Débat d’entre-deux-tours : cette fois, c’est différent

 

EN CAMPAGNE. Mercredi à 21h, Emmanuel Macron et Marine Le Pen s’affronteront dans un débat d’entre-deux-tours. Un passage obligé, qui ne fait pas forcément bouger les lignes. Mais cette année, le débat pourrait avoir un vrai impact sur les scores dans les urnes.

 

Depuis 1974 et le premier débat télévisé entre les deux finalistes, les confrontations d’entre-deux-tour sont des temps forts des campagnes présidentielles. De gros succès d’audience où les petites phrases font loi : le fameux « monopole du cœur » de Giscard face à Mitterrand, le célèbre « Vous avez tout à fait raison, monsieur le Premier ministre » de Mitterrand face à Chirac. Et bien sûr, l’anaphore de Hollande face à Sarkozy : « Moi, président de la République…» Mais ces grands moments de télévision sont-ils pour autant décisifs dans le choix des électeurs ?

 

 

Des électeurs renforcés dans leur choix

 

Les débats présidentiels « n’ont jamais modifié l’écart enregistré entre les candidats », explique Christian Delporte, historien spécialiste de la communication politique, au site d’information Contrepoints.
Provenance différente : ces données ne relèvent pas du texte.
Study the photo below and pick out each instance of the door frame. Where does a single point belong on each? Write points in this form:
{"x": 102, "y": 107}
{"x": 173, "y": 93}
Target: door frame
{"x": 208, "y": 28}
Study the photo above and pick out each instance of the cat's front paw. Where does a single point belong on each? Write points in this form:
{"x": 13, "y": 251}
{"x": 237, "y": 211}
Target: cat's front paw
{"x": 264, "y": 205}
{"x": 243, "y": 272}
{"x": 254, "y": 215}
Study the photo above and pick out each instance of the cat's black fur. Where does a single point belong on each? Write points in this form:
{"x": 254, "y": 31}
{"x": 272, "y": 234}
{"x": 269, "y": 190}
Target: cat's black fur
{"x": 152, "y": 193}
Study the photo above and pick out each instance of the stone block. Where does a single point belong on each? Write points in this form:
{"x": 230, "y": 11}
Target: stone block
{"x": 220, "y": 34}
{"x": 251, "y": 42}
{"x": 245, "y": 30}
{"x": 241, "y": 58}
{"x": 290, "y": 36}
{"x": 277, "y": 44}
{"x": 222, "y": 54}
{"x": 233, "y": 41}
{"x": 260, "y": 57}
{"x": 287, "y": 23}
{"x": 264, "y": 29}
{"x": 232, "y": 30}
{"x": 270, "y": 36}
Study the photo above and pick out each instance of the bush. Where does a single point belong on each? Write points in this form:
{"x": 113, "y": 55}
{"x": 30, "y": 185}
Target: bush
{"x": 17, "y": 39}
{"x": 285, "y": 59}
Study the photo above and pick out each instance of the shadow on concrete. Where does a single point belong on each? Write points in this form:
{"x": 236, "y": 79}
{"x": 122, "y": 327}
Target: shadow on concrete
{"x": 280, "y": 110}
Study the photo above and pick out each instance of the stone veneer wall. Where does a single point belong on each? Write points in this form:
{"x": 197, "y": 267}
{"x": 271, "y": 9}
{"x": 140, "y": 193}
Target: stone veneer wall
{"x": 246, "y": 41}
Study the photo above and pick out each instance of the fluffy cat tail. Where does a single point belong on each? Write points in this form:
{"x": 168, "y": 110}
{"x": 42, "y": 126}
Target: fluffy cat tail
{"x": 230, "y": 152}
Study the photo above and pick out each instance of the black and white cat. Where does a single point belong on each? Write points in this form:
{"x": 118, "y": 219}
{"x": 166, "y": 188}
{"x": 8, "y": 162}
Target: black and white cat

En 2012, au lendemain du débat Sarkozy-Hollande, les prédictions de l’Ifop étaient les mêmes que la veille : 47% pour le candidat de la droite, contre 53% pour le candidat socialiste, qui avait dominé le débat. Les électeurs ressortent, en règle générale, confortés dans leur choix de candidat.

Mais cette année, la confrontation revêt un caractère inédit : c’est la première fois qu’un candidat du Front national y participera, Jacques Chirac ayant refusé de débattre avec Jean-Marie le Pen en 2002. Première fois aussi qu’il n’oppose pas deux candidats issus des partis de gouvernement traditionnels : une large partie de l’électorat à qui ils s’adresseront ce soir doit se repositionner entre les deux tours. Et en 2017, l’indécision du corps électoral et des responsables politiques pourrait bien changer la donne.

 

 

Appels du pied aux indécis

 

Les efforts de Marine Le Pen et Emmanuel Macron se concentreront donc sur les indécis, qui doivent choisir entre les deux candidats… ou l’abstention. Un sondage Ifop estime que 28% des électeurs pourraient bouder le second tour, contre 19,66% en 2012. Face au « ni Le Pen, ni Macron », le candidat d’En Marche ! va devoir convaincre. Apparaitre aux yeux des potentiels abstentionnistes comme le candidat du moindre mal pour les convaincre de glisser son bulletin dans l’urne.
S’il se refuse pour l’instant à toute « preuve d’amour » envers les électeurs de Jean-Luc Mélenchon, notamment concernant la loi travail, la candidate du Front national, elle, leur fait des appels du pied. Car ces électeurs sont en position d’influer sur le résultat de l’élection. 39% des sympathisants de Jean-Luc Mélenchon projettent de ne pas trancher dimanche. Même tentation pour 31% des soutiens de François Fillon.